The English poet Algernon Charles Swinburne's "Anactoria" was published in his 1866 collection, Poems and Ballads. "Anactoria" is written from the point of view of Sappho, who addresses the title character in a long monologue written in rhyming couplets of iambic pentameter. The monologue expresses Sappho's lust for her in sexually explicit terms; she first rejects art and the gods for Anactoria's love before reversing her stance and claiming to reject Anactoria in favour of poetry. Swinburne's poem created a sensation by openly approaching then-taboo topics such as lesbianism and dystheism.
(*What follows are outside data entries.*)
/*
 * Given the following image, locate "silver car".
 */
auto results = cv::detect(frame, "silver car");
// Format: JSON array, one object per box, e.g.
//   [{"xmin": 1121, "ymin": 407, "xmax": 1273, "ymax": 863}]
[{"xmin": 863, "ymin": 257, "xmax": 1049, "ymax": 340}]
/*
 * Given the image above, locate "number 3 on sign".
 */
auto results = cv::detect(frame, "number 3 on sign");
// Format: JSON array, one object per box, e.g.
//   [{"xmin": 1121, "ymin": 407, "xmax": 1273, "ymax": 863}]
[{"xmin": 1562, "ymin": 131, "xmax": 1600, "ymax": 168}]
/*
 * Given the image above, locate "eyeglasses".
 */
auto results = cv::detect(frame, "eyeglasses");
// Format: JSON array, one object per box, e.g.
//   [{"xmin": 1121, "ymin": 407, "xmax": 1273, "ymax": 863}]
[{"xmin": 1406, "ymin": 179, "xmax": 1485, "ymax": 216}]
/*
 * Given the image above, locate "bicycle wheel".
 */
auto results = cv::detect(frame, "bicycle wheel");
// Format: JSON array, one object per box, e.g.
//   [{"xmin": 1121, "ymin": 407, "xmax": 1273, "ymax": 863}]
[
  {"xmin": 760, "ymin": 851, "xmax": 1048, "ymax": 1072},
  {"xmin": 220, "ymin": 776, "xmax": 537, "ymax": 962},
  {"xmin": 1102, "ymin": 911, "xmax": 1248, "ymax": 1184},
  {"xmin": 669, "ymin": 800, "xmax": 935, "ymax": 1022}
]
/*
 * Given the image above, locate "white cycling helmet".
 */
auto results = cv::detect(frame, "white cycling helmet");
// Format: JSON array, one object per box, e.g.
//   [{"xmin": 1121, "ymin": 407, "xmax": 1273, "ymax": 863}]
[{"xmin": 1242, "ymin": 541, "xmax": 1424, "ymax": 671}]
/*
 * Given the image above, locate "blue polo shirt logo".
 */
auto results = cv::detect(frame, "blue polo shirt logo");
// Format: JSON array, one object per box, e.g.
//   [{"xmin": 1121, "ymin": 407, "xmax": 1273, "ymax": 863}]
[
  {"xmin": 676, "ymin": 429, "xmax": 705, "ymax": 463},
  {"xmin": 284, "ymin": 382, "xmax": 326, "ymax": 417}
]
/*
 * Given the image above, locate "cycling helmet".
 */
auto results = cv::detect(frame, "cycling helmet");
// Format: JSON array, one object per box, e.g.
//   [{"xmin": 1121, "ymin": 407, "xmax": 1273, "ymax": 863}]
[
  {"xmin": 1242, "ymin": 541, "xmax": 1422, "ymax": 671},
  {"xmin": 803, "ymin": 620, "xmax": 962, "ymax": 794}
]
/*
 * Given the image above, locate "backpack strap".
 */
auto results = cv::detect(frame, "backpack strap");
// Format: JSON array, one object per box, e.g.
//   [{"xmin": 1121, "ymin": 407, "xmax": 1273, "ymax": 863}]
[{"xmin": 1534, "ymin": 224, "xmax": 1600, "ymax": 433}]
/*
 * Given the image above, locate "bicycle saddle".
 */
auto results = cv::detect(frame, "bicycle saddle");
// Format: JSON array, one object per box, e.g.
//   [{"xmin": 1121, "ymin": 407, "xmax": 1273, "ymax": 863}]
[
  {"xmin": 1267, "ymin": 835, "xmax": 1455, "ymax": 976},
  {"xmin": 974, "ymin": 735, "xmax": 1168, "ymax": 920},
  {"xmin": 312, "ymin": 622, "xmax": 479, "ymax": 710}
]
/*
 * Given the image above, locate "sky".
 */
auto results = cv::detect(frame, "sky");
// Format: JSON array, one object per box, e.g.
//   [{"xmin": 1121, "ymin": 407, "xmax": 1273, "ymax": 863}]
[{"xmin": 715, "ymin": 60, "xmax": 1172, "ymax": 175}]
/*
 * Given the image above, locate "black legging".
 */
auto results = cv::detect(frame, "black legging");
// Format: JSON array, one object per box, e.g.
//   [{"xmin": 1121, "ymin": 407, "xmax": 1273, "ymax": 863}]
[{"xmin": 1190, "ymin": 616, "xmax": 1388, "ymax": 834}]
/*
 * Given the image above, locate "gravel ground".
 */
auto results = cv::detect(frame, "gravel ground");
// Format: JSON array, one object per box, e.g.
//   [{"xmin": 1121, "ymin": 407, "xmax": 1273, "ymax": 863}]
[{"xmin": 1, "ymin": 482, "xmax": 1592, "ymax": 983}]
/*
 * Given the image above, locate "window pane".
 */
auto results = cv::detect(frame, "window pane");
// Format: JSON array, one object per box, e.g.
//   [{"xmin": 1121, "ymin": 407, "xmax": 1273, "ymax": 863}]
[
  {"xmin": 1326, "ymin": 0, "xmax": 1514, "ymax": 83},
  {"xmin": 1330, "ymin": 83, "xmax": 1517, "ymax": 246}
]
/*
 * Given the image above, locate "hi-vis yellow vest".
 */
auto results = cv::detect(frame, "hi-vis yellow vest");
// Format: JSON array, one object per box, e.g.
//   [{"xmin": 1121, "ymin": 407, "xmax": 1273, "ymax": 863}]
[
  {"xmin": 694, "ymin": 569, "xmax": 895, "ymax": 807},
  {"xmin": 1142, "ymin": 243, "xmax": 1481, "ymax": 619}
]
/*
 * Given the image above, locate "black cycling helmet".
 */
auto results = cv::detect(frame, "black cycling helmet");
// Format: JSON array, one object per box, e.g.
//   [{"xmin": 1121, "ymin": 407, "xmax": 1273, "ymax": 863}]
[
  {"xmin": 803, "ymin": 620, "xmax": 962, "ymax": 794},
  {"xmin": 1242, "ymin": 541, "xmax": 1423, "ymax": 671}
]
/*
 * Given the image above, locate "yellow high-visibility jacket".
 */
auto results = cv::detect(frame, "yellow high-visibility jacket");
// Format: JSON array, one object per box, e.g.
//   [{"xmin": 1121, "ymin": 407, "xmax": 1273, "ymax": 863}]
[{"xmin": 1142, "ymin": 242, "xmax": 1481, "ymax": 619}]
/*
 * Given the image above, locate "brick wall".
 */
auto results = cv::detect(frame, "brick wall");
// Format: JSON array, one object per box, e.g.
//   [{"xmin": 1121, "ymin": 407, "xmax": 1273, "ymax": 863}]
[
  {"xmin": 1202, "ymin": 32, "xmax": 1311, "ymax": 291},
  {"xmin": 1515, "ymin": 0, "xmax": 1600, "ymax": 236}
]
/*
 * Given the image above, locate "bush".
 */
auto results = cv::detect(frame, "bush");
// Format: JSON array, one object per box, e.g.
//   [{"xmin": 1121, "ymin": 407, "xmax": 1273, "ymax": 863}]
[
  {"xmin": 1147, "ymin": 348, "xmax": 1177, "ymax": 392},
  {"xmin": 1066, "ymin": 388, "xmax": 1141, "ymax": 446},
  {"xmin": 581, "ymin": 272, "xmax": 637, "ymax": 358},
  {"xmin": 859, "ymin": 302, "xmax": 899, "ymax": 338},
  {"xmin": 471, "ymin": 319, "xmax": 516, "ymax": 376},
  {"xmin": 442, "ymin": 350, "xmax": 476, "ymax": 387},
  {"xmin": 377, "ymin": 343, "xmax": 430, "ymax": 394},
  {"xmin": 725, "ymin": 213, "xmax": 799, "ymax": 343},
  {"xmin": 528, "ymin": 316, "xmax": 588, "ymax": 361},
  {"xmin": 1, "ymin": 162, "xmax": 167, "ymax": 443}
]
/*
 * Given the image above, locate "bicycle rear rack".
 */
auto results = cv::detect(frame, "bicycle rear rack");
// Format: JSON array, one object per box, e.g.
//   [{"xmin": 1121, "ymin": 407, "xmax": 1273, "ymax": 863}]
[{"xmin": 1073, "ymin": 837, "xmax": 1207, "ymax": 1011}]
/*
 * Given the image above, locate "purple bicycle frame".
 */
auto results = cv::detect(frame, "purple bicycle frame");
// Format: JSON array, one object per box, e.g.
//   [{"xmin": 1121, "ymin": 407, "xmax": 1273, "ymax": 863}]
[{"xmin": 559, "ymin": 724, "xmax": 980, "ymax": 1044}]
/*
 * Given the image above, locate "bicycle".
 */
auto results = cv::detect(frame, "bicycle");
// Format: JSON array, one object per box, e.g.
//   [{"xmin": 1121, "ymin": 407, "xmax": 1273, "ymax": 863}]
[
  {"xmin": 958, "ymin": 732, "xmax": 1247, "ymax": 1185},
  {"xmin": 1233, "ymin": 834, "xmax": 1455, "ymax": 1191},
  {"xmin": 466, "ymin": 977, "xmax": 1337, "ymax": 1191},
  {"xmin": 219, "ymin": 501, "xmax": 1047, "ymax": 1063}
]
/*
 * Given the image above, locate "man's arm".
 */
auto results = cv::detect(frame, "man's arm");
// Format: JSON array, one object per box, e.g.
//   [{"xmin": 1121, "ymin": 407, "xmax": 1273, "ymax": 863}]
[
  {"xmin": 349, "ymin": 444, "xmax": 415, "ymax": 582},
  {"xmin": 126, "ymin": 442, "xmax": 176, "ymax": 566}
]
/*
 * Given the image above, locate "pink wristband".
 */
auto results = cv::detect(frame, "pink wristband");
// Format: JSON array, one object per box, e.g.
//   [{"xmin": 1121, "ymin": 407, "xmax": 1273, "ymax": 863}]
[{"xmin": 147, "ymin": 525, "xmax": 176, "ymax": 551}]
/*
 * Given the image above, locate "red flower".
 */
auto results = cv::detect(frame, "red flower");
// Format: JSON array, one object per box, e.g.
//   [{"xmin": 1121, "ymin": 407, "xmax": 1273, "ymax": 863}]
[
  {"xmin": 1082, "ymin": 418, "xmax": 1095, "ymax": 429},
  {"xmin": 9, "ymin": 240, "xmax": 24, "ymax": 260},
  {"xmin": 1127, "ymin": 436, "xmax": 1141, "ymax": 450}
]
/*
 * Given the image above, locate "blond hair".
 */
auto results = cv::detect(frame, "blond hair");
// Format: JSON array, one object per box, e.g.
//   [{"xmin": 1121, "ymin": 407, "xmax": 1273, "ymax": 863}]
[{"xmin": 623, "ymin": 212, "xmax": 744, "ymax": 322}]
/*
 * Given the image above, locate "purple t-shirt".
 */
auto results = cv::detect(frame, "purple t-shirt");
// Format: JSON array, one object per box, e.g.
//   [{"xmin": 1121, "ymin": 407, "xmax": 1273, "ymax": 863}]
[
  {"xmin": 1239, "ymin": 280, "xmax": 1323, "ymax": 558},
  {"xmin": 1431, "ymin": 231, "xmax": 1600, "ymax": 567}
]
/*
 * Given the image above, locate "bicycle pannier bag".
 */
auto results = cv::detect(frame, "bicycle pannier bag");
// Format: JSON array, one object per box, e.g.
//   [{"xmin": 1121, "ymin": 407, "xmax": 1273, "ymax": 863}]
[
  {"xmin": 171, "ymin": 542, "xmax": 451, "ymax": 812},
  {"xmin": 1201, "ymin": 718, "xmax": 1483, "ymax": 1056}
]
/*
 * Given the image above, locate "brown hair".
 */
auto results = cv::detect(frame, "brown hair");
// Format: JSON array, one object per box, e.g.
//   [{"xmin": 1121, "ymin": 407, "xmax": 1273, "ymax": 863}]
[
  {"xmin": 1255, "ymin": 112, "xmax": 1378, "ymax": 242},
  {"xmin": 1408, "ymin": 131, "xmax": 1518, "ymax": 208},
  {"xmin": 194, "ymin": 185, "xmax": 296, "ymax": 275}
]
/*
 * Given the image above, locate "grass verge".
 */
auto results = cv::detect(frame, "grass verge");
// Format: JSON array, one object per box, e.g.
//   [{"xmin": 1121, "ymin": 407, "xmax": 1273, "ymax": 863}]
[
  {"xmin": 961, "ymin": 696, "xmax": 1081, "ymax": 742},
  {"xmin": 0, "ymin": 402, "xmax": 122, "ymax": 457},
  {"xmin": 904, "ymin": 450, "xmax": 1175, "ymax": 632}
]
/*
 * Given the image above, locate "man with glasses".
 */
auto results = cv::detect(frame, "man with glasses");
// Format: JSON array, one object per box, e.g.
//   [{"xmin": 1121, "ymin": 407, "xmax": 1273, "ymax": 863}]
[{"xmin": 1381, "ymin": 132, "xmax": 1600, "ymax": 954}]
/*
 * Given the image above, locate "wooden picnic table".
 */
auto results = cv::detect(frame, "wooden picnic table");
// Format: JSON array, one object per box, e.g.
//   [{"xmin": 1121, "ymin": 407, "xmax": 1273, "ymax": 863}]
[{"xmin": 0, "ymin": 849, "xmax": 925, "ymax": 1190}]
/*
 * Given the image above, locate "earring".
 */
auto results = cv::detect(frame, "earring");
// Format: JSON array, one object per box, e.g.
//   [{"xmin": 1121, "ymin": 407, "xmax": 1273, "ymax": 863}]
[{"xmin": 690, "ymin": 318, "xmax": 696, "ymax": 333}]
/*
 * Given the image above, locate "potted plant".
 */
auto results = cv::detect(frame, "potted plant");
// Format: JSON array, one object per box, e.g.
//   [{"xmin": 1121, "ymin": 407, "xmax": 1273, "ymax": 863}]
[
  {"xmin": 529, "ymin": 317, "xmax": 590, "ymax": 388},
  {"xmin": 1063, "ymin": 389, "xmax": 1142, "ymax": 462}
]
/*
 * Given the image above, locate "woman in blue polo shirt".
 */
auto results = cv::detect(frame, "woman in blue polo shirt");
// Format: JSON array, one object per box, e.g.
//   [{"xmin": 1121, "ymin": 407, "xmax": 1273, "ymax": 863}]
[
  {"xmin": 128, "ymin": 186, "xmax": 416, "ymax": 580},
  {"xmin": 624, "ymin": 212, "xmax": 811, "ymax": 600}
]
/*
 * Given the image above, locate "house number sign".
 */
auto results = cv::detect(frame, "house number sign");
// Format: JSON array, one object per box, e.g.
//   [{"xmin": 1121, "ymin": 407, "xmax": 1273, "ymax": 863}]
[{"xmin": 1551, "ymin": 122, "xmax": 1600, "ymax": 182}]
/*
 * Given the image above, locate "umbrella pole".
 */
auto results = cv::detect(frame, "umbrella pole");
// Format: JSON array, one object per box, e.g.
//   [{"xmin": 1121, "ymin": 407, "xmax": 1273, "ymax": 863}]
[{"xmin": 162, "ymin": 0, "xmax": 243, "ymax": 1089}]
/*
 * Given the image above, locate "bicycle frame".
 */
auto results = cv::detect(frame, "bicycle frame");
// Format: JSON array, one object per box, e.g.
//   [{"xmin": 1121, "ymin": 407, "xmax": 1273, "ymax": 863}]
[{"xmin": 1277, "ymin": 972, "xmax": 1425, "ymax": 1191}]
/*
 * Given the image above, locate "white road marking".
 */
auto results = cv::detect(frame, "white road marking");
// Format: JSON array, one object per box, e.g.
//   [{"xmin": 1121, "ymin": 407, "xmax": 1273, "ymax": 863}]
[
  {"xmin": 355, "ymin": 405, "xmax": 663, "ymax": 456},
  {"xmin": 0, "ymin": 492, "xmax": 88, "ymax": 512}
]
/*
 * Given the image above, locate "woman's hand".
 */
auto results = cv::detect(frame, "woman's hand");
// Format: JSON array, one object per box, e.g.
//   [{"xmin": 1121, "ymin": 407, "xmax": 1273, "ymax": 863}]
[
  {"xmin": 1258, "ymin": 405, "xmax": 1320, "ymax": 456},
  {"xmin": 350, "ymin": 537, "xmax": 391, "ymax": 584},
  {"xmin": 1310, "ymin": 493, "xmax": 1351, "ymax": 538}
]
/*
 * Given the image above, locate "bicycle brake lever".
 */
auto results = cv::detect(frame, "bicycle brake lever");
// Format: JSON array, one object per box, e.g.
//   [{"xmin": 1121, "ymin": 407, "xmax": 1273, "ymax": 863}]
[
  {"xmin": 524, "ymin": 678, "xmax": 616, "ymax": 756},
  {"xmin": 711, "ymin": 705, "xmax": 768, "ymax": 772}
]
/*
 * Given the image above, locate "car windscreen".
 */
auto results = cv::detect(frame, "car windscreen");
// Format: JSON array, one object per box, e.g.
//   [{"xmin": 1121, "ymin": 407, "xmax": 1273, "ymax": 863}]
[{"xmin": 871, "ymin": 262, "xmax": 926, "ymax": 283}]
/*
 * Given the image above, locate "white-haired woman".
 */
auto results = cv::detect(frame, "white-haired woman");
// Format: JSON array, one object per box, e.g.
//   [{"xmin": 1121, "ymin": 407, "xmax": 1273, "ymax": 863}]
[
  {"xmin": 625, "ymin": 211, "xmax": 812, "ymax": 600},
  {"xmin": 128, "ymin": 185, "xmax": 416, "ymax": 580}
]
Anactoria later featured in an 1896 play by H. V. Sutherland and in the 1961 poetic series "Three Letters to Anaktoria" by Robert Lowell, in which an unnamed man loves her before transferring, unrequitedly, his affections to Sappho.
In Sappho
Anactoria is named by the ancient Greek poet Sappho, who wrote in the late seventh and early sixth centuries BCE and is known for her love poetry, in fragment 16.[a] Sappho compares her desire for Anactoria, who is described as being absent, with that of Helen of Troy for Paris.[2][b] A second poem, fragment 31, is traditionally called the "Ode to Anactoria", though no name appears in it.[4] It has also been speculated that Anactoria may be the unnamed character in fragment 96, written to another of Sappho's female companions, possibly Atthis.[5] In that poem, Sappho claims that the unnamed character still "thinks of [Sappho] constantly" despite living away in the city of Sardis.[6][c]
In the phrasing of Garry Wills, fragment 16 portrays Anactoria as "menacingly desirable".[8] Sappho describes her manner of walking as attractive, and her face as having amarychma, a word literally meaning 'flashing' or 'sparkling' and likely also to indicate beauty in movement.[9] Based on its allusions to other literary works, particularly those of Hesiod, the term may also indicate that Anactoria was a young, virgin girl of marriageable age.[10] The Anactoria portrayed in Sappho's work is generally considered to have been a follower of Sappho, who educated aristocratic girls with the partial aim of preparing them for marriage.[11][d]
A reference to "Anagora" in the Suda, a tenth-century Byzantine encyclopaedia, is generally considered to refer to Anactoria;[14] the name "Anagora" has been interpreted as an error in the manuscripts,[11] or alternatively by Denys Page as the real name of "Anactoria", to whom Page conjectures Sappho gave a pseudonym to protect her identity and reputation.[15] The Suda names "Anagora" as a native of Miletus, a major Greek city of Ionia.[e] Christopher Brown suggests that Anactoria's absence in fragment 16 was because she had left Sappho's company to return to Miletus and marry;[11] Eric Dodson-Robinson suggests that fragment 16 may have been written for performance at Anactoria's wedding, or for a sympotic event shortly after it.[17] However, George Koniaris suggests that Anactoria may equally have left Sappho's company to be with her family or to work as a musician,[18] and Glenn Most points out that the poem gives no indication of the length of Anactoria's absence: he argues that it may only have been a matter of a few days.[19] Martin West has argued that Sappho generally uses the name of the objects of her desire, such as Anactoria, when portraying their relationship with her as finished or her own attitude towards it as hostile.[20]
Sappho's expressed love for Anactoria is one of few examples of a woman expressing same-sex desire to survive from pre-modern literature.[21] Andrew Ford has argued that Sappho's presentation of Anactoria may be archetypal rather than a representation of any specific individual,[15] while Judith Hallett and André Lardinois have suggested that the speaker may not have been intended as an autobiographical portrayal of Sappho herself.[22] The classicist and archaeologist David Moore Robinson called the description of Anactoria in fragment 16 "the finest lines in all Sappho's poetry".[23]